Hearing set in claim by JP candidate

CHEROKEE COUNTY — An April 11 court date has been set for a petition hearing filed by a local primary candidate in an upcoming Pct. 4 Justice of the Peace race.

However, one of the defendants in the lawsuit has requested a continuance.

According to documents filed with the 2nd Judicial District Clerk's office Thursday, Jacksonville attorney Mike Wallace filed the continuance on behalf of his client, Rodney P. Wallace.

Vera Foreman, the uncontested Democratic incumbent in the local March 4 primary, filed a petition March 6 against Wallace and Jerry Rix, claiming Wallace does not meet county residency requirements.

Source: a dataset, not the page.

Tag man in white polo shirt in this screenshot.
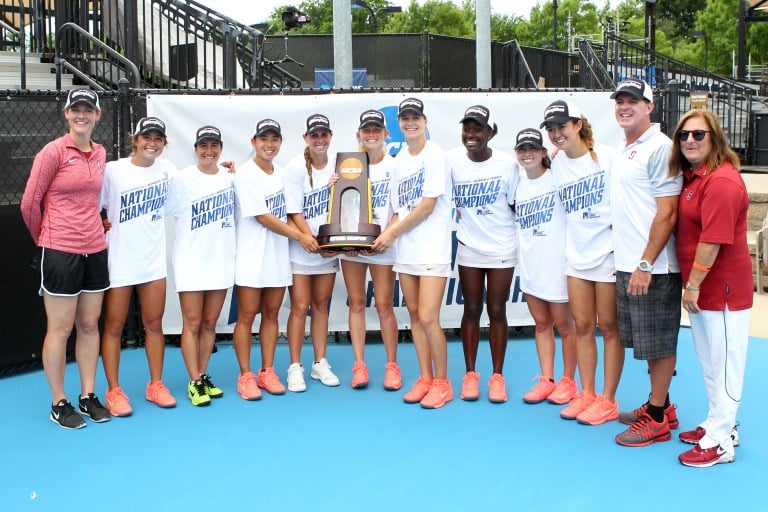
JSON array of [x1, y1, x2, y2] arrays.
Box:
[[611, 78, 683, 446]]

Wallace ran in the March 4 Republican

primary.

Her case is based on a candidate application filed by Wallace that states he had “continuous residence in the county … for 11 months as of the date the application was sworn.” The application reflects a Jacksonville address for Wallace.

Rix – in his role as the Republican Party county chairman for Cherokee County – signed the document, noting that the application was accompanied by an eight-page petition submitted “in lieu of filing fee.”

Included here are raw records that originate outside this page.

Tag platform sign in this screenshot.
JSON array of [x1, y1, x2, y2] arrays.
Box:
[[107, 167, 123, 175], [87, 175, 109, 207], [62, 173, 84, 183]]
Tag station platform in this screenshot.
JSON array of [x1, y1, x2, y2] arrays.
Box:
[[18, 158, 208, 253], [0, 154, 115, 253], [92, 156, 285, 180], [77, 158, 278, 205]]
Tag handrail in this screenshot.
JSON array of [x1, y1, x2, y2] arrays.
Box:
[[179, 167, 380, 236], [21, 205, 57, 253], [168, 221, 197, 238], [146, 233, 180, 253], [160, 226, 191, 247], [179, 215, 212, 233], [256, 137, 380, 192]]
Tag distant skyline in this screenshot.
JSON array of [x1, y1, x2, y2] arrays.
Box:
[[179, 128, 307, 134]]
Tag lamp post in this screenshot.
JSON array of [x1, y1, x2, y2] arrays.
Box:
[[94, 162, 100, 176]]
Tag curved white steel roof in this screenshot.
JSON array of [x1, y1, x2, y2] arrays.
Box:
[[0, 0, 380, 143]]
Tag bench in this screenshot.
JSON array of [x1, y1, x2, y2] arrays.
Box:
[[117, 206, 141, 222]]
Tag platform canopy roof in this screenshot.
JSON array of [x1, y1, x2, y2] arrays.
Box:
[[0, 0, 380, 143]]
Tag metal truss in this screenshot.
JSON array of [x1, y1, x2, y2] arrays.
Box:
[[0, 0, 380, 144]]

Foreman's petition states Wallace is ineligible to be a candidate in the primary – and therefore ineligible to be a candidate in the Nov. 4 general election – because “he was not a resident of Cherokee County for a period of six months prior to the filing deadline for primary elections, said deadline being December 9, 2013.”

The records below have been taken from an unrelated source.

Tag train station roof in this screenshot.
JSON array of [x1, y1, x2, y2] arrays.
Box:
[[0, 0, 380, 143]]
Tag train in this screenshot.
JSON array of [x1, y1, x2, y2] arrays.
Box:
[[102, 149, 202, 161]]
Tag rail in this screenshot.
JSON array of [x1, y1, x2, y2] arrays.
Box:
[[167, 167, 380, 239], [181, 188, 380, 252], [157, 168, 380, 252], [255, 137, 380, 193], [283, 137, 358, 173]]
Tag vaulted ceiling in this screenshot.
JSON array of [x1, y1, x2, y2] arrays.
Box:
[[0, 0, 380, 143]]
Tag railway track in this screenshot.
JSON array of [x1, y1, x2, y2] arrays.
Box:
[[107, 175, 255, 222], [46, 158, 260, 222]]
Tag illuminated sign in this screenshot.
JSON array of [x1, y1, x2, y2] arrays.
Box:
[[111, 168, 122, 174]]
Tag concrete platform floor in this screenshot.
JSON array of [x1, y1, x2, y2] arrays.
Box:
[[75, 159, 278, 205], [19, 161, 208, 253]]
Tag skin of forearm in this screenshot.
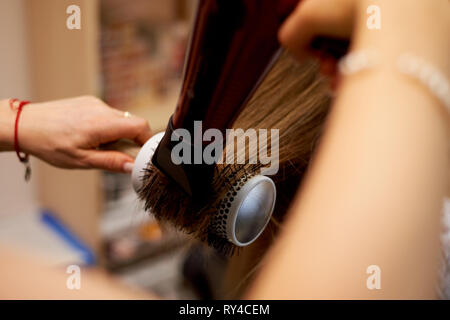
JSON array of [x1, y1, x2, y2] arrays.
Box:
[[249, 0, 449, 299], [0, 100, 15, 151]]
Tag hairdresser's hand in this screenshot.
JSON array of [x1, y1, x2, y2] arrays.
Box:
[[279, 0, 450, 81], [1, 96, 151, 172]]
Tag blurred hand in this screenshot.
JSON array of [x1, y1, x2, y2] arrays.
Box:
[[8, 96, 151, 172]]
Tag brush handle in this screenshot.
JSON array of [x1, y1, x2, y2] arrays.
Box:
[[99, 139, 141, 159]]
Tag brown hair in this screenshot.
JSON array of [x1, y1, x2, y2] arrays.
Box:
[[140, 53, 330, 253]]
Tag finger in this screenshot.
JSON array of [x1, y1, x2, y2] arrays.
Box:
[[82, 150, 134, 173], [279, 0, 354, 60]]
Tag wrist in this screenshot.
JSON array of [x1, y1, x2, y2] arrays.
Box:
[[0, 99, 15, 151]]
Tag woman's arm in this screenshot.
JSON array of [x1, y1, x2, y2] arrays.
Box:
[[0, 96, 151, 172], [249, 0, 450, 299]]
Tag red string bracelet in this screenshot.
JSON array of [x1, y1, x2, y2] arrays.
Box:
[[9, 99, 31, 181]]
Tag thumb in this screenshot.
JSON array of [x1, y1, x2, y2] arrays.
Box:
[[83, 150, 134, 173]]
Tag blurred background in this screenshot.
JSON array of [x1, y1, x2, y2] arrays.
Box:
[[0, 0, 224, 298]]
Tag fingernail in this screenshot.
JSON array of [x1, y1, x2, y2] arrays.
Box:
[[123, 162, 134, 173]]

The Texas Election Code requires candidates filing for a Justice of the Peace seat must reside in the territory they seek to represent “for a period of six months next preceding the filing deadline for said election,” the document points out.

Foreman's petition also states that 29 of the 57 signatures Wallace procured on a petition to be placed on the primary ballot were dated after a Nov. 13, 2014, the date Rix said he received the petition.

Judge Jerry Calhoon, the senior judge of the 349th District Court, is assigned to overhear the case. Previously, four judges had recused themselves from the case, citing either conflict of schedule or conflict of interest, according to court documents.